When that happens, the assets of the business must be sold off to pay the creditors (we owed national insurance, PAYE tax, hosting services, salaries, etc).

In hopes of trying to raise cash to pay off those debts, the solicitor would *never* give something away when they could sell it.

I suppose I could have offered them a pittance for the software and then open sourced it, but as I hadn't drawn a salary in 2 years, that was difficult...and I'm not sure why I would have done it anyway, as it needed specialist knowledge to run the software.

I'm sure there could be elements of "I'm going home and taking my ball with me", but in our case it came down to cash.

That said, I doubt that's why Jobs didn't open source it.
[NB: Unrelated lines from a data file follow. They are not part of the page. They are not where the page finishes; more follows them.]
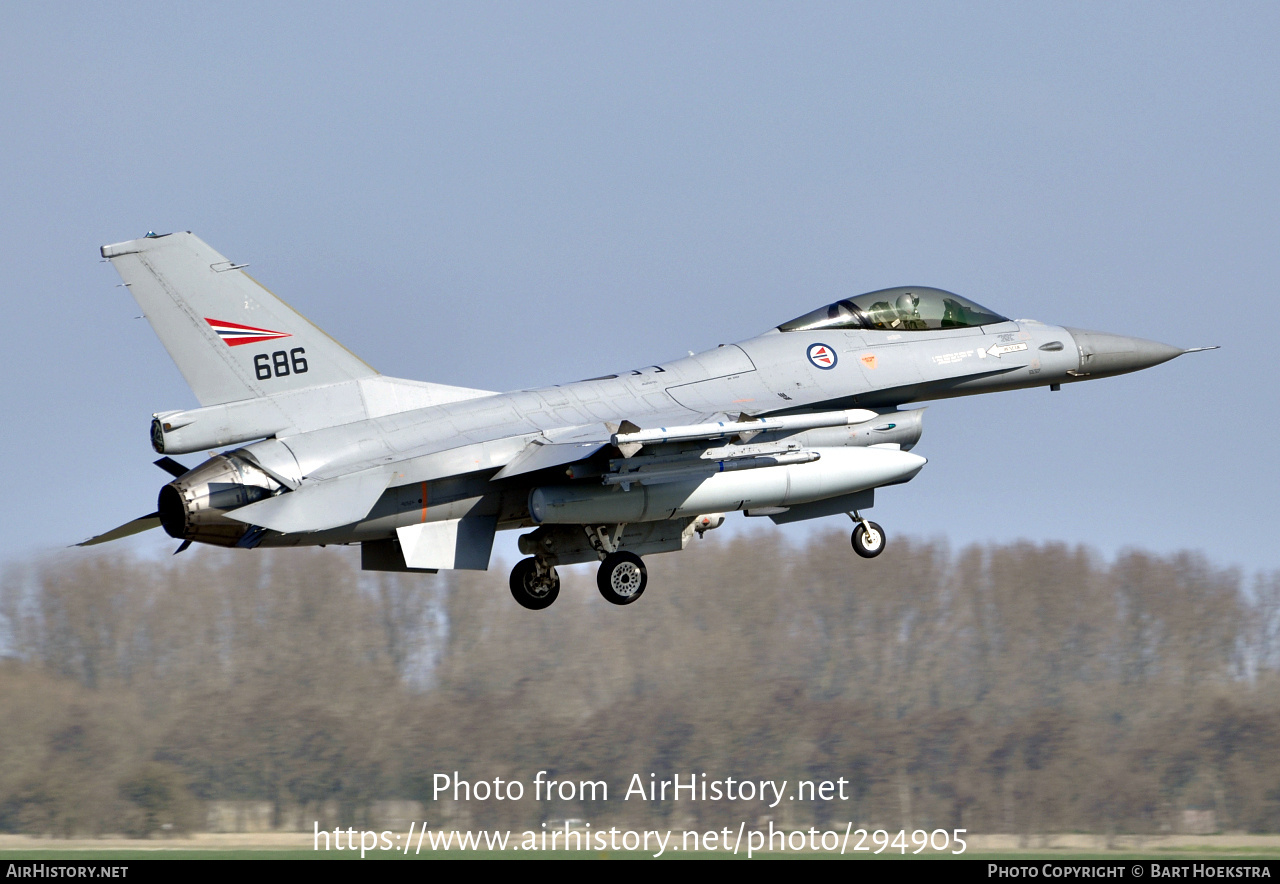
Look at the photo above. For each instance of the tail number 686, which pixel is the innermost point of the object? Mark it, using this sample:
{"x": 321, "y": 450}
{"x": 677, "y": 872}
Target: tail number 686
{"x": 280, "y": 363}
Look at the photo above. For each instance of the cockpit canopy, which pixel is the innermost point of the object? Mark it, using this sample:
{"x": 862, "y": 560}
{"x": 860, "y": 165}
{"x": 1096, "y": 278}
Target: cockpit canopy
{"x": 906, "y": 308}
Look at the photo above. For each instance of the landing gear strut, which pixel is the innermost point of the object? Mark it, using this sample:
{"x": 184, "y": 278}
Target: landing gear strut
{"x": 621, "y": 577}
{"x": 868, "y": 537}
{"x": 534, "y": 585}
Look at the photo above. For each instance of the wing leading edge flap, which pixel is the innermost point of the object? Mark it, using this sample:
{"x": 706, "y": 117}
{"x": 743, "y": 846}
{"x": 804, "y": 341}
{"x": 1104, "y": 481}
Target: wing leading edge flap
{"x": 461, "y": 544}
{"x": 318, "y": 505}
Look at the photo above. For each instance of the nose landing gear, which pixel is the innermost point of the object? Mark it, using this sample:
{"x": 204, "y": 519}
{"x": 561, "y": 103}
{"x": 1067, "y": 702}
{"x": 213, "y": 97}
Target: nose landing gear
{"x": 868, "y": 537}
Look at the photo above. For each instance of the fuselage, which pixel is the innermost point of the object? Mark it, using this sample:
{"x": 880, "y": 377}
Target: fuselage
{"x": 447, "y": 456}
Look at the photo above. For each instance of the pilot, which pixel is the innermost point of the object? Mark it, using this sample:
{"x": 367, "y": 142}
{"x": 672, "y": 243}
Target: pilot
{"x": 908, "y": 312}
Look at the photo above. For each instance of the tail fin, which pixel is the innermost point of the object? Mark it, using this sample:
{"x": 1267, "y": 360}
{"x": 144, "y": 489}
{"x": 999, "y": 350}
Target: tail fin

I would suspect that for him and his team it's always been about making the design of everything special...so special, you must be an alcolyte to play. (Apple can charge alcolytes, because they'll go to enough trouble). Average humans won't go to the trouble to create software for a closed system, so Apple guarantees it's 30%.

-Ken

On 05/12/2011 17:17, Bob Sneidar wrote:
I think the reason is because he wanted to be able to reverse the decision, if at any 
point Apple wanted to resurrect the product in the future. Most software companies that 
go under do not open source their stuff, if for no other reason than to say to the public 
who didn't  want to pay for it, "Okay then, NOBODY WINS!!!"